Recent NHS-wide attempts to improve maternity care have included the Health and Safety Investigation Branch – a programme established in 2017 with a remit to “improve patient safety through effective and independent investigations that donʼt apportion blame or liability”.
This is not easy, because currently, for parents to get the compensation and support they need when things go wrong, they must prove clinical negligence which, in turn, can destroy a doctorʼs career and livelihood.
Thereʼs little point in training doctors to communicate errors openly with parents, if doing so could result in them losing everything.
When New Zealand recognised this and switched to a no-fault compensation system, the average claim processing time dropped from more than five months to 13 days. Clinicians were quicker to acknowledge that something had gone wrong, than they had been to admit personal blame.
In Sweden too, parents no longer need to prove negligence to get compensation, only that care was not delivered according to best practice – a much lower bar and one far fairer to dedicated doctors and midwives. The number of avoidable and serious birth injuries halved between 2000 and 2016.
Moving away from a practice of pursuing targets and apportioning blame, to one of listening and learning wonʼt save the system in England if the number of midwives keeps falling. It was down from 27,272 to 26,901 in the last year alone.
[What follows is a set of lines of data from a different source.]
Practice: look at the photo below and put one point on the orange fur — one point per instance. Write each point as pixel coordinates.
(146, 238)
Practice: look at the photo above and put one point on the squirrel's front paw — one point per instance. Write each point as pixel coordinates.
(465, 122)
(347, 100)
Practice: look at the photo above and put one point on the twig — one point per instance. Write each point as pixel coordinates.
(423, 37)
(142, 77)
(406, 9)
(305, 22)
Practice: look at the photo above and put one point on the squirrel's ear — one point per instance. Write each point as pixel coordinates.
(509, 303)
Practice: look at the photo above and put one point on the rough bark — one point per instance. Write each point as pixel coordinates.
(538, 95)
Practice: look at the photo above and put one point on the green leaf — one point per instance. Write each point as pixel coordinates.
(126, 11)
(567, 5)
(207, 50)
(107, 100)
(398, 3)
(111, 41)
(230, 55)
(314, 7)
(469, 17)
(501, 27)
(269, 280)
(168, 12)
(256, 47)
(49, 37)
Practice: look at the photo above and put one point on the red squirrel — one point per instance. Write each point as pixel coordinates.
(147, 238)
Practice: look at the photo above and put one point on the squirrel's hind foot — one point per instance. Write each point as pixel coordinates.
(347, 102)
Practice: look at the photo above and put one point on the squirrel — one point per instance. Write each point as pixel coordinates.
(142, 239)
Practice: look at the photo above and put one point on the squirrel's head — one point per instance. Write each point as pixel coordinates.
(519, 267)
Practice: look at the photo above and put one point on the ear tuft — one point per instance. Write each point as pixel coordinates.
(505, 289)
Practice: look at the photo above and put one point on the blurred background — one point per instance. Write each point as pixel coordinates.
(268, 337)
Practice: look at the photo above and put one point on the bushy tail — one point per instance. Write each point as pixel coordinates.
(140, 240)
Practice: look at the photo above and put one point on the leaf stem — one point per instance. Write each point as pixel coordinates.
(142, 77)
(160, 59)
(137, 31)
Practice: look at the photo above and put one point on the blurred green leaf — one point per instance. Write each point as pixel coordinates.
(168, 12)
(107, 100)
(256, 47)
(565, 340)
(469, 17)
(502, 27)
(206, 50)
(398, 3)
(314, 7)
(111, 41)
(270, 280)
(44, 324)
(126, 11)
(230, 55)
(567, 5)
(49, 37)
The NHS cannot listen to women if there are not enough midwives left to hear them, as Chief Executive of the Royal College of Midwives, Gill Walton, explained last month: “Maternity services have been at the bottom of the list for investment for far too long and weʼre now seeing what that means in practice.”
On Wednesday, the NHS appeared to acknowledge this, announcing an extra £127m funding boost for maternity services across England that they said would help ensure safer and more personalised care for women and their babies.
“This new multi-million-pound funding will build on the significant steps weʼve taken in recent years to transform the care for pregnant women and their babies,” said NHS Chief Executive, Amanda Pritchard. “We will not hesitate in taking further action to learn, improve and ensure that all women who use maternity services receive the best care possible.”
Ockenden had already demanded these changes in her interim report. Declining to sugar-coat her findings as “recommendations”, she laid out “immediate and essential actions… to positively impact safety in all maternal services across England”. Number two on her list of seven? “Listening to women”.